The Log has a guest post by Stephan Stiller going over the much-discussed issue of language vs. dialect, but doing it with a fresh perspective and sparking an unusually interesting comment thread; I particularly enjoyed this, from frequent LH commenter J.W. Brewer:
We are of course all overlooking the fact that the long-term consequences of the Norman invasion of southern China in 1066 had a massive lexical and syntactic effect on the local topolect that other Sinitic varieties were not exposed to, such that it is unsurprising that modern Cantonese would end up more distant from modern Mandarin than Dutch is from Hochdeutsch.
Myself, I have given up on trying to convince the world to stop using the term “dialect” for forms of speech that from a linguistic point of view are clearly separate languages (notably the regional forms of Chinese and Arabic), but it would be nice if people could be brought to realize that whatever you call them, they are not like Boston English versus Atlanta English.

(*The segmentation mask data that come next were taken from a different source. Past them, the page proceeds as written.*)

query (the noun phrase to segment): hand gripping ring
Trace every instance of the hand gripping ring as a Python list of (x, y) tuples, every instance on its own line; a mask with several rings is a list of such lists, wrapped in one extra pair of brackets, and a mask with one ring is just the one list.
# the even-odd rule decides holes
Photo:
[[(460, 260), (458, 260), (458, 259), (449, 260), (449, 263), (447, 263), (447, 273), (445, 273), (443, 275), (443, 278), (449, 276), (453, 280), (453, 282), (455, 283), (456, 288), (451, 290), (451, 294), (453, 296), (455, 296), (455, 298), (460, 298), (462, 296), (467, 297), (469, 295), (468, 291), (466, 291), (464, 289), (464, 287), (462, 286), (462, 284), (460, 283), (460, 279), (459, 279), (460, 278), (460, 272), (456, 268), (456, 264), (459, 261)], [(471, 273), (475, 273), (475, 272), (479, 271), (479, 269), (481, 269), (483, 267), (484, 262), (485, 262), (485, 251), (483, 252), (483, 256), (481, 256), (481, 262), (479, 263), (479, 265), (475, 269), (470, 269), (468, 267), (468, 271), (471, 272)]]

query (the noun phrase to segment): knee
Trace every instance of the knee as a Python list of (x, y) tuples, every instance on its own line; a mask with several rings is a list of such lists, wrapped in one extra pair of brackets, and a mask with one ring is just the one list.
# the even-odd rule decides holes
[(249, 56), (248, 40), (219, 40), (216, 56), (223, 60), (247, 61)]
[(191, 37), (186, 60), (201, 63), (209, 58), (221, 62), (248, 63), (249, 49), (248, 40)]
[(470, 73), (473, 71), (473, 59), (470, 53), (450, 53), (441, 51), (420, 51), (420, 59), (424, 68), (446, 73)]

On another common-linguistic-inheritance front, bradshaw of the future has a typical bradshaw post bringing together far-flung descendents of a single Indo-European ancestral form, in this case queer and truss, both from Proto-Indo-European *twerk. I don’t know whether the blog’s proprietor is unaware of the current sense of that combination of sounds or was simply cheekily ignoring it, but I was as impressed by the lack of notice paid to it as Holmes was by the curious incident of the dog in the night-time.